Artificial intelligence helped a team of researchers analyze about a million images of living rooms all over the world to better understand how different cultures decorate their homes.
According to a Penn State news release, the researchers used a type of machine learning, called transfer learning, to pick out wall colors, wall art, books, and other beautifying techniques to see how people personalized their living rooms — about 50,000 living rooms, as a matter of fact. The living room pictures were collected from the Airbnb website, a place where people market their rental homes and rooms.
“We were interested in seeing how other cultures decorated,” Clio Andris, assistant professor of geography, Penn State and an Institute for CyberScience associate, said in a Penn State ICS news release. “We see maps of the world and wonder, ‘What’s it like living there,’ but we don’t really know what it’s like to be in people’s living rooms and in their houses.
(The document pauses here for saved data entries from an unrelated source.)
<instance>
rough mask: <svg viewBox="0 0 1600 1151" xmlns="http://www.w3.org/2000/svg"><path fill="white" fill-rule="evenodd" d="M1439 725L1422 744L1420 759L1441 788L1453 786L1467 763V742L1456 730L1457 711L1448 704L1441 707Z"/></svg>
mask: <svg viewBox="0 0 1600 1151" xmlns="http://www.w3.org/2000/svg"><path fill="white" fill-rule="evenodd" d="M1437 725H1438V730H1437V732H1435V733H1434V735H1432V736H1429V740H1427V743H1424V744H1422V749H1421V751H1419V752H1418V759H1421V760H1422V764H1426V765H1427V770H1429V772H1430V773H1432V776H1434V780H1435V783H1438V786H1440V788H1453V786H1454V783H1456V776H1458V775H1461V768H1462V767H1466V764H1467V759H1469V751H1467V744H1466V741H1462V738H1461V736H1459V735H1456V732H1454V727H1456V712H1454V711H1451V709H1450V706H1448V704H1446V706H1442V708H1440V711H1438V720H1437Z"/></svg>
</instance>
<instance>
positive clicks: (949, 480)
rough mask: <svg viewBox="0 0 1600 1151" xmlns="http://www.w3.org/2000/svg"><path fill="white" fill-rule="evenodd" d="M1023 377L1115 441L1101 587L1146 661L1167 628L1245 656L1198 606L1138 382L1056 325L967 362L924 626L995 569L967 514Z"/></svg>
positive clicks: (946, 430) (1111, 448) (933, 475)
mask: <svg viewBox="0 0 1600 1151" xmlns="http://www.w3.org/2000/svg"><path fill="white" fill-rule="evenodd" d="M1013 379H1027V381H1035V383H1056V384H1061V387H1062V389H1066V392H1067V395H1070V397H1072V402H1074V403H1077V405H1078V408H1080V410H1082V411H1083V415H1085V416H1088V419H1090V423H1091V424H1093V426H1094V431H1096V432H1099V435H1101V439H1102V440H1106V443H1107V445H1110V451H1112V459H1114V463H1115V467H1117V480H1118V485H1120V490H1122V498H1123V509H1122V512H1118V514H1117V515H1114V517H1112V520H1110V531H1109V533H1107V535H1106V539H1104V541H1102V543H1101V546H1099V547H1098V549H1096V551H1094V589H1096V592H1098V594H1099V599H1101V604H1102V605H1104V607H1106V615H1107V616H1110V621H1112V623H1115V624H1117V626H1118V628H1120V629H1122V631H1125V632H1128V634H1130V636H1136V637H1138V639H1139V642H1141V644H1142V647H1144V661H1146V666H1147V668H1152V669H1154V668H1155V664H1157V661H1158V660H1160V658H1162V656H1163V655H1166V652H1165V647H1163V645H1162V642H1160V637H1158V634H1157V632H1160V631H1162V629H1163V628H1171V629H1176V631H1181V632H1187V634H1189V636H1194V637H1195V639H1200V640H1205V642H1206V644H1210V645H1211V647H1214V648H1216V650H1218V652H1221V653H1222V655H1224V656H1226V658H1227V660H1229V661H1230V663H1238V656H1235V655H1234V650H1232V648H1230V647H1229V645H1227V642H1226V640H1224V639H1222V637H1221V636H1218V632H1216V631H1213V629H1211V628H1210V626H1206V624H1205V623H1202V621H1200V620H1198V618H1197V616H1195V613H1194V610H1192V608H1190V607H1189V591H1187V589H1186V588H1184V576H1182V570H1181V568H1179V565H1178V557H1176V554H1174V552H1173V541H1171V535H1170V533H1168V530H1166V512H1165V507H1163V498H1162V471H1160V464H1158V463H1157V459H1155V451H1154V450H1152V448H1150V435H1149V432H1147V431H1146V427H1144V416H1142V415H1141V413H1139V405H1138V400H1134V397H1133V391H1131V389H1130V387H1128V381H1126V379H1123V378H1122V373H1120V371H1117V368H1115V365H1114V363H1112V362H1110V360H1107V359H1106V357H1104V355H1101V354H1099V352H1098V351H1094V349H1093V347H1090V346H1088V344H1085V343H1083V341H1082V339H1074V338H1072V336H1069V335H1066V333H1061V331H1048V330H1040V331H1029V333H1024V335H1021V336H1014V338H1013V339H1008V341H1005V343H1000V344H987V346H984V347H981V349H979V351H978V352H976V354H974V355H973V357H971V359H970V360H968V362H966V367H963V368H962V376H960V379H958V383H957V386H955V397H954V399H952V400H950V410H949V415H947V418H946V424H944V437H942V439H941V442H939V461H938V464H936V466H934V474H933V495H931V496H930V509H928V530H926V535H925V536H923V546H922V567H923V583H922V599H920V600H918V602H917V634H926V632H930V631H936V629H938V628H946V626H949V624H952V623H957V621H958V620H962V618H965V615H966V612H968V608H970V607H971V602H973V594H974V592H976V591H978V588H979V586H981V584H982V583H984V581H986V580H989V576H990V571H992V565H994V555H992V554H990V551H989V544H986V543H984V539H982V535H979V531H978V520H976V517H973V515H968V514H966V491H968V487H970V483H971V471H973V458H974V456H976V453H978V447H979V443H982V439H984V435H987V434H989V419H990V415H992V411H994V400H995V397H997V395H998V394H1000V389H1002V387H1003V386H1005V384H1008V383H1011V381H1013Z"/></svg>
This was like people around the world inviting us into their homes.”
In some cases, the researchers found clusters of design elements in certain areas that matched expectations for how cultures might decorate in those regions, according to Xi Liu, doctoral student in geography, Penn State and lead author of the study, which was published in EPJ Data Science.
“There were a lot of vibrant colors in India and Morocco, for example,” said Liu. “And, of course, that wasn’t a big surprise — we had an idea that this might be the case before we started the study, but we weren’t sure whether that would be true or not.”
On the other hand, some places didn’t mesh with the styles most people associate with them. For instance, when we think of the Caribbean islands, we tend to think of vibrant colors and a lot of knickknacks and other fun decorations. But, the researchers found the islands were pretty modest compared to the lush interiors portrayed in all the travel brochures. It also turns out that even though plants may be at a premium in Scandinavian countries, the people there were willing to pay a premium to use indoor plants to warm up their interior spaces.
By using economic data from the U.S. Census to examine six U.S. cities on a neighborhood level, the researchers also saw that the desire to decorate runs across socioeconomic barriers. People in neighborhoods with varying incomes, unemployment rates, educational attainment, residential property value and racial diversity all showed about the same level of decorative efforts in their homes.
Because picking out wall paintings and house plants in thousands and thousands of pictures would be a daunting task for anyone, the team relied on a machine learning program to help them. People first trained the computer program to pick out things like wall art, plants, books and paint colors in the pictures. And then they handed the task off to the AI program.
“The term for this is transfer learning, but it’s a two-step process,” said Liu. “The first step is to classify the images into categories, such as living rooms, kitchens, bedrooms, and also outdoor space. Then, we use object detection. The program will draw boxes around objects in the rooms, like wall art and books, and then the program counts how many of those objects we have in each image.”
The researchers accessed the photos through the application program interface — or API — of the Airbnb website.
Liu and Andris also worked with Zixuan Huang, graduate assistant in geography, University of Utah and Sohrab Rahimi, doctoral student in architecture, Penn State.
The researchers said that besides the look into living rooms around the world, the work may show scientists new ways that AI can help efforts to explore and understand human cultures.